Cuisiner sainement : une nécessité, pas un choix

La cuisine propre n’est pas seulement un problème de marché, c’est un impératif de santé publique. Partout en Afrique, on parle souvent de la cuisine propre comme d’une « opportunité de marché ». On aborde les questions d’accessibilité financière, de distribution, d’entrepreneurs locaux et de modèles de financement.
Tout est important, mais aussi incomplet.
Car une cuisine saine n’est pas qu’un simple produit à vendre. C’est une intervention de santé publique, un enjeu d’égalité des sexes et une nécessité vitale. Et les marchés, à eux seuls, ne peuvent résoudre ces problèmes.
Le coût de laisser faire le marché
Aujourd’hui, plus de 3 millions de personnes meurent prématurément chaque année dans le monde à cause de la pollution de l’air intérieur due à la cuisson avec des combustibles polluants. Réfléchissez-y .
Les femmes et les enfants sont les plus touchés : ils inhalent quotidiennement de la fumée simplement parce qu’ils préparent les repas pour leur famille. Pourtant, dans de nombreux pays, l’adoption de solutions de cuisson propres est encore considérée comme un choix de consommation, quelque chose que les gens « choisiront » lorsqu’ils en auront les moyens. Mais les observations faites à travers l’Afrique révèlent une réalité plus profonde :
- L’adoption d’une cuisine propre ne se résume pas à une question de prix ou de disponibilité.
- Elle est fortement influencée par la sensibilisation, la perception et les normes sociales.

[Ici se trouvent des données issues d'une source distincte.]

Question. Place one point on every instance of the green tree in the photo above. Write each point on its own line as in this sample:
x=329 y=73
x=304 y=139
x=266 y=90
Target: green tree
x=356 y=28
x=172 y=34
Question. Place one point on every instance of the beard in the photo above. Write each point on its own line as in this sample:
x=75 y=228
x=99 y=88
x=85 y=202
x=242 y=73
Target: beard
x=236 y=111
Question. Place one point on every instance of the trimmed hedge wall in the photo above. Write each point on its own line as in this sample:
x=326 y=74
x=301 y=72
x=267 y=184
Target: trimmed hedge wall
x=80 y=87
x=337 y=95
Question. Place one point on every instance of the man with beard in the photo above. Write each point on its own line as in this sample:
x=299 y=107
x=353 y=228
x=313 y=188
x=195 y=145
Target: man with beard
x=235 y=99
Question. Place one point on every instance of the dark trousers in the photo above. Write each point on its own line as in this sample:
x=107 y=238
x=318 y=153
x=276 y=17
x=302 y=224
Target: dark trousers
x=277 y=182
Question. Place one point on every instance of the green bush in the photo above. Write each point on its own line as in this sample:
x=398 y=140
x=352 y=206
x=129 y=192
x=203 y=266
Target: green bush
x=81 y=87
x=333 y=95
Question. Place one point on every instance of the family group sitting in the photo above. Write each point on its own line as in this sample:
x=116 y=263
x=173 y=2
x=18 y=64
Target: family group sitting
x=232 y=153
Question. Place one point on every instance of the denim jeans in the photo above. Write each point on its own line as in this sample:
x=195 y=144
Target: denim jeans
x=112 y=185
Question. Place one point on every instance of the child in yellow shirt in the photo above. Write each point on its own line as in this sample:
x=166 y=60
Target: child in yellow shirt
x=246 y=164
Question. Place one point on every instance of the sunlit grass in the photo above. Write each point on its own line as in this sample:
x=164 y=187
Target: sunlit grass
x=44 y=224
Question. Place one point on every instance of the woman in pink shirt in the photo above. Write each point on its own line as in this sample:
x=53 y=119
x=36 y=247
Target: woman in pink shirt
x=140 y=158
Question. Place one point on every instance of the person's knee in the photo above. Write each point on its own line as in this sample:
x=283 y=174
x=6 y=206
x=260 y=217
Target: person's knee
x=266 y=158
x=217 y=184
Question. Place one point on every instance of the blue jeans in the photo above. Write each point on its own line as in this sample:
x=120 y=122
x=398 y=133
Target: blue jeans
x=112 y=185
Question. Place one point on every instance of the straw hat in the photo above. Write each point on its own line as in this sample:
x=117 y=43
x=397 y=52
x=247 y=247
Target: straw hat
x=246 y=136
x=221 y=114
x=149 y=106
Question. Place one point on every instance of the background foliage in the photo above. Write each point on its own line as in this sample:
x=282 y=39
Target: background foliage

Une étude menée dans plusieurs pays d’Afrique subsaharienne a révélé que la sensibilisation, les croyances culturelles et les avantages perçus sont des facteurs déterminants dans l’adoption de solutions de cuisson propres par les ménages. En Ouganda, les recherches montrent que la sensibilisation à la santé et la connaissance des avantages influencent directement les décisions d’adoption, et non seulement le niveau de revenu. En d’autres termes :
Les gens doivent comprendre le risque avant de modifier leur comportement.

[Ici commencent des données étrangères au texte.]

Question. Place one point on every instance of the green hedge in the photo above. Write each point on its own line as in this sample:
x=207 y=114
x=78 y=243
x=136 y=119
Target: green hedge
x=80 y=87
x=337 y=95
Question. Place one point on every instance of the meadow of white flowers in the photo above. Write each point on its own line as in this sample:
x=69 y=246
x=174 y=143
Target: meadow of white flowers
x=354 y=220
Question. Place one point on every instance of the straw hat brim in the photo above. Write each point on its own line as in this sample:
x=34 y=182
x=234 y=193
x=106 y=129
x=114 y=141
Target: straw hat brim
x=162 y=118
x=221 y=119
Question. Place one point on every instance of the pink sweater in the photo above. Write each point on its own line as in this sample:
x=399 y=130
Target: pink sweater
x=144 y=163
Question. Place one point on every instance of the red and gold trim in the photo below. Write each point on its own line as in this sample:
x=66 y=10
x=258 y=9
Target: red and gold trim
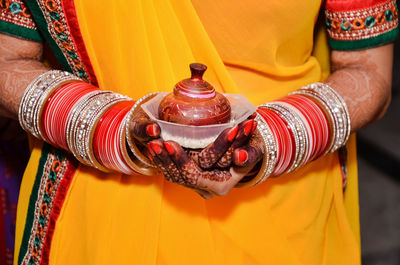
x=57 y=21
x=373 y=25
x=16 y=20
x=55 y=173
x=15 y=12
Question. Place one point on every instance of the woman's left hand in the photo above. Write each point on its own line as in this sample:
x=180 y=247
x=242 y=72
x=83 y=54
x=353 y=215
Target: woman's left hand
x=210 y=172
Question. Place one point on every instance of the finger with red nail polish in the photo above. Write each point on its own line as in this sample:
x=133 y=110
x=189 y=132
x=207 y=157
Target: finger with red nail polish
x=247 y=155
x=214 y=151
x=242 y=138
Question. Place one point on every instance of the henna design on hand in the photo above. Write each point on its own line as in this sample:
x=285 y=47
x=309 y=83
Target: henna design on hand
x=246 y=129
x=142 y=129
x=249 y=154
x=177 y=167
x=214 y=151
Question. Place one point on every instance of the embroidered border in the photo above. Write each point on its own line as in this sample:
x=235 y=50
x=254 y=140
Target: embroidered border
x=58 y=28
x=52 y=181
x=52 y=21
x=15 y=20
x=15 y=12
x=362 y=24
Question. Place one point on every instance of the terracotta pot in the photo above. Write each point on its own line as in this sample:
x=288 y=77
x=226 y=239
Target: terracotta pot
x=195 y=102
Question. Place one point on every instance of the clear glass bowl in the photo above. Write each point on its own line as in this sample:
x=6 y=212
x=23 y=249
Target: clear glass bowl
x=194 y=137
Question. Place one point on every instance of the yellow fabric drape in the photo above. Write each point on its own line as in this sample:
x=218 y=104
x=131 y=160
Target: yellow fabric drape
x=141 y=46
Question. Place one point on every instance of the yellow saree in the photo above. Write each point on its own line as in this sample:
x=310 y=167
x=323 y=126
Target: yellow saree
x=141 y=46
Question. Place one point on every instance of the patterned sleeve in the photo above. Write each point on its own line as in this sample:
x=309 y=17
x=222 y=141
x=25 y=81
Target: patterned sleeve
x=361 y=24
x=16 y=20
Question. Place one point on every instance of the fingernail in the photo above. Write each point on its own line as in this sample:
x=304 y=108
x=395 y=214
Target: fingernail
x=232 y=133
x=169 y=148
x=151 y=150
x=248 y=127
x=254 y=127
x=156 y=148
x=242 y=156
x=152 y=130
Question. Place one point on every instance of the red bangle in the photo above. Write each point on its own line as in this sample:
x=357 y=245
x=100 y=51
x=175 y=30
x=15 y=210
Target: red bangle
x=106 y=139
x=58 y=108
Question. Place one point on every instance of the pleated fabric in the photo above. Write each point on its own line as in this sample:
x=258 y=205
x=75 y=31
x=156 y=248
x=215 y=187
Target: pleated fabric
x=261 y=49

Ce que font différemment les pays homologues
Prenons l’exemple du Kenya : l’adoption de la cuisson propre gagne du terrain non seulement grâce aux produits disponibles sur le marché, mais aussi grâce à des efforts nationaux délibérés et coordonnés :
- Stratégies soutenues par le gouvernement
- campagnes de sensibilisation du public
- Partenariats intersectoriels (énergie, environnement, éducation)
- Centres de démonstration communautaires
Ces initiatives influencent activement les comportements et les perceptions, et pas seulement l’offre. Malgré cela, des défis persistent, démontrant que sans politiques et sensibilisation soutenues, les marchés ne peuvent à eux seuls mener à bien la transition.

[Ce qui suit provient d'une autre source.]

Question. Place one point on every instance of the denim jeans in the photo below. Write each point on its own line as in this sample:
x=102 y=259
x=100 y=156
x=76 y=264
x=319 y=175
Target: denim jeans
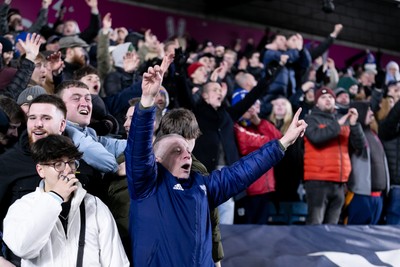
x=325 y=201
x=393 y=206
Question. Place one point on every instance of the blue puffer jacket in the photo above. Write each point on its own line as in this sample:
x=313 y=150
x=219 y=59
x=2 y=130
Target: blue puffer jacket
x=170 y=221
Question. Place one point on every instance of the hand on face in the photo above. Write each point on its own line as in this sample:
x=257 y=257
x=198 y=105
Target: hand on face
x=65 y=185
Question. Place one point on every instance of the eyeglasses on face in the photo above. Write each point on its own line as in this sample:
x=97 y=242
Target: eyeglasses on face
x=61 y=165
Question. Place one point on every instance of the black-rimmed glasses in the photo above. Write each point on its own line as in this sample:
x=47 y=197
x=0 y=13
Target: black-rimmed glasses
x=61 y=165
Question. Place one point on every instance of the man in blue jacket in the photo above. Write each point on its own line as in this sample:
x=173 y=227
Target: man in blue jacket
x=169 y=216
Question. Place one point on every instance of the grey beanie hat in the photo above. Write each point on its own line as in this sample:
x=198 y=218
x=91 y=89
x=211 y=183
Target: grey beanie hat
x=29 y=94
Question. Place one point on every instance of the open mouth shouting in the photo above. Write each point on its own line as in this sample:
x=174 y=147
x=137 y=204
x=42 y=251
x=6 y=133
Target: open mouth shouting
x=84 y=112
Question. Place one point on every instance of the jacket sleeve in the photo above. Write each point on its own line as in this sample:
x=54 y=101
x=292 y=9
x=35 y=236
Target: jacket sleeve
x=141 y=167
x=229 y=181
x=113 y=145
x=112 y=251
x=29 y=222
x=94 y=153
x=319 y=132
x=389 y=128
x=3 y=18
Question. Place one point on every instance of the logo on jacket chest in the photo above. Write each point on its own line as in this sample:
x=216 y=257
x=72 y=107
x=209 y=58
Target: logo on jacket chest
x=178 y=187
x=204 y=188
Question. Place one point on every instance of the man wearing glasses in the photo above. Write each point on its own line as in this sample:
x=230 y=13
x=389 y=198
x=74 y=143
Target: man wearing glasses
x=45 y=227
x=18 y=175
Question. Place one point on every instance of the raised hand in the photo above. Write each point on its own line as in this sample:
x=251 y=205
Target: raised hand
x=65 y=186
x=107 y=23
x=93 y=6
x=30 y=46
x=353 y=116
x=131 y=62
x=152 y=80
x=296 y=128
x=46 y=3
x=56 y=63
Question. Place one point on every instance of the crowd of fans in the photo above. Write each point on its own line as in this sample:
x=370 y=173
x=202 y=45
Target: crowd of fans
x=346 y=168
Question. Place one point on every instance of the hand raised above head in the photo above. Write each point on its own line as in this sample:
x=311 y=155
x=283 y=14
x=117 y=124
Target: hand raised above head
x=152 y=80
x=30 y=46
x=296 y=128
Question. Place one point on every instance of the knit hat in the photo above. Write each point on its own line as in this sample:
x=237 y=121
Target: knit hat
x=29 y=94
x=370 y=63
x=193 y=67
x=323 y=91
x=7 y=45
x=346 y=82
x=238 y=96
x=72 y=41
x=3 y=122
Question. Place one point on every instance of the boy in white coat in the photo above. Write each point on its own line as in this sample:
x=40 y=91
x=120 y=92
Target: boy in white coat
x=44 y=227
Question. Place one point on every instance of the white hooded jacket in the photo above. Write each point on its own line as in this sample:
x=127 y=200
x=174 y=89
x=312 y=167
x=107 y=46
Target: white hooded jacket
x=33 y=231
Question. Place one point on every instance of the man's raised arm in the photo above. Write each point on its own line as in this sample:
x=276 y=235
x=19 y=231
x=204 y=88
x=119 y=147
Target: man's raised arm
x=139 y=157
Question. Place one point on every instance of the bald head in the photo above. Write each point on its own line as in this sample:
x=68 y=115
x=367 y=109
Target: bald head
x=174 y=153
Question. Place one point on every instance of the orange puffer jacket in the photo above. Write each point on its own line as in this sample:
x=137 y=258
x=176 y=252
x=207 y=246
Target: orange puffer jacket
x=330 y=162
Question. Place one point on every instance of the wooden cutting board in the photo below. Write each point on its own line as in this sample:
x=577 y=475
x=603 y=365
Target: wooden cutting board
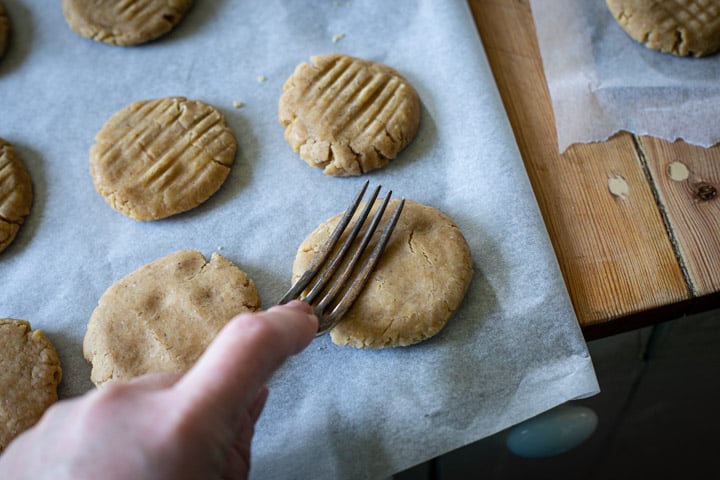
x=635 y=221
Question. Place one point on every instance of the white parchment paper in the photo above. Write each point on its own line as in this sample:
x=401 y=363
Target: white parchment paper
x=512 y=350
x=602 y=81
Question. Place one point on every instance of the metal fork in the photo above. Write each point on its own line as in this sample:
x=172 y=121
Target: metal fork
x=332 y=292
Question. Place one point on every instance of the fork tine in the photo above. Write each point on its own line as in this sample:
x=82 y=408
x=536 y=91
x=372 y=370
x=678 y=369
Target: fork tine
x=325 y=250
x=353 y=291
x=339 y=290
x=337 y=260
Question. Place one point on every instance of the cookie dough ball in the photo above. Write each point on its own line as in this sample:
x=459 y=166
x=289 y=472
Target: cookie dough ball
x=157 y=158
x=124 y=22
x=683 y=28
x=4 y=30
x=346 y=115
x=15 y=194
x=418 y=283
x=29 y=375
x=161 y=317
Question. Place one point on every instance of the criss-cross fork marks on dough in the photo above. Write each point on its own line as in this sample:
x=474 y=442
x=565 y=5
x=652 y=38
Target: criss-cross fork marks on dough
x=347 y=115
x=417 y=285
x=15 y=194
x=124 y=22
x=157 y=158
x=680 y=27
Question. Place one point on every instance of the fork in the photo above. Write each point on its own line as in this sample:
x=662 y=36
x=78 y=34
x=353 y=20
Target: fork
x=330 y=289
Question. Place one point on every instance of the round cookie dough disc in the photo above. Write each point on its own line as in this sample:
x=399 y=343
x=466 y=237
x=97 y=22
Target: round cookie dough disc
x=690 y=27
x=124 y=22
x=15 y=194
x=156 y=158
x=29 y=375
x=161 y=317
x=4 y=30
x=346 y=115
x=416 y=286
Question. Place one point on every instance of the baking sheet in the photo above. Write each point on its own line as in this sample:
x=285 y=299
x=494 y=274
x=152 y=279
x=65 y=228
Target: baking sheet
x=512 y=350
x=601 y=81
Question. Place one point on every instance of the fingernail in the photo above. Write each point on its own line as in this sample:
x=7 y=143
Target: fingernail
x=300 y=307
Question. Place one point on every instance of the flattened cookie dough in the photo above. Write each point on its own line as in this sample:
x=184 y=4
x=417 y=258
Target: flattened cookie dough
x=29 y=375
x=679 y=27
x=417 y=285
x=15 y=194
x=162 y=316
x=346 y=115
x=157 y=158
x=124 y=22
x=4 y=30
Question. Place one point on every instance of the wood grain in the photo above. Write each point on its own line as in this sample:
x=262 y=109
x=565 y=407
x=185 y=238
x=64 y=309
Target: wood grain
x=691 y=206
x=614 y=251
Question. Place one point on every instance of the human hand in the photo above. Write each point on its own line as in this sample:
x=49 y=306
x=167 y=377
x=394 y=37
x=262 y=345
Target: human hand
x=166 y=426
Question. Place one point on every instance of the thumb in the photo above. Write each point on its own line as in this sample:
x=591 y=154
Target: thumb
x=244 y=355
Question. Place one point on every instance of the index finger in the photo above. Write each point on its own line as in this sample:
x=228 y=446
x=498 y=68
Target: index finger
x=245 y=354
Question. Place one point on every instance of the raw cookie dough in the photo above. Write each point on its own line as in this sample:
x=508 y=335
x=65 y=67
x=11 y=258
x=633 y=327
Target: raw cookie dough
x=679 y=27
x=124 y=22
x=15 y=194
x=157 y=158
x=4 y=30
x=162 y=316
x=29 y=375
x=417 y=285
x=346 y=115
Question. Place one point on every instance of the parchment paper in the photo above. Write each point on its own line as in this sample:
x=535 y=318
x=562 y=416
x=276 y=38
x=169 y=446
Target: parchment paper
x=512 y=350
x=602 y=81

Nous ne pouvons pas résoudre la crise de la cuisine propre par le seul biais du marketing.
La cuisson propre n’est pas un problème de marché qui se résoudra par de meilleurs modèles de distribution ou des produits plus abordables. C’est une urgence de santé publique criante. Plus de 3 millions de personnes meurent chaque année de la pollution de l’air intérieur, principalement due à la cuisson au bois, au charbon de bois et à d’autres combustibles polluants. Et ce sont les femmes qui en subissent les conséquences. Des femmes qui n’ont pas le choix. Des femmes qui tentent simplement de nourrir leur famille.
Les marchés réagissent à la demande. Or, cette demande est influencée par la sensibilisation et la perception. Si les consommateurs ne comprennent pas les risques pour la santé, ne considèrent pas la cuisson propre comme essentielle ou associent la fumée au danger, ils ne la privilégieront pas, quel que soit le nombre de produits disponibles.
Il ne s’agit pas d’une théorie. Dans des pays comme le Kenya et l’Ouganda, les progrès en matière d’adoption de méthodes de cuisson propres sont étroitement liés aux campagnes de sensibilisation du public, à l’engagement communautaire et aux messages axés sur la santé, et non pas seulement à la disponibilité des produits.
Au Bénin, la cuisson propre reste largement facultative, car nous ne la traitons pas comme la crise qu’elle représente. Au lieu de cela, nous parlons d’accessibilité financière, nous encourageons la distribution et nous attendons des ménages qu’ils « améliorent » leurs pratiques lorsqu’ils le peuvent, tandis que des millions de personnes continuent d’inhaler quotidiennement de la fumée.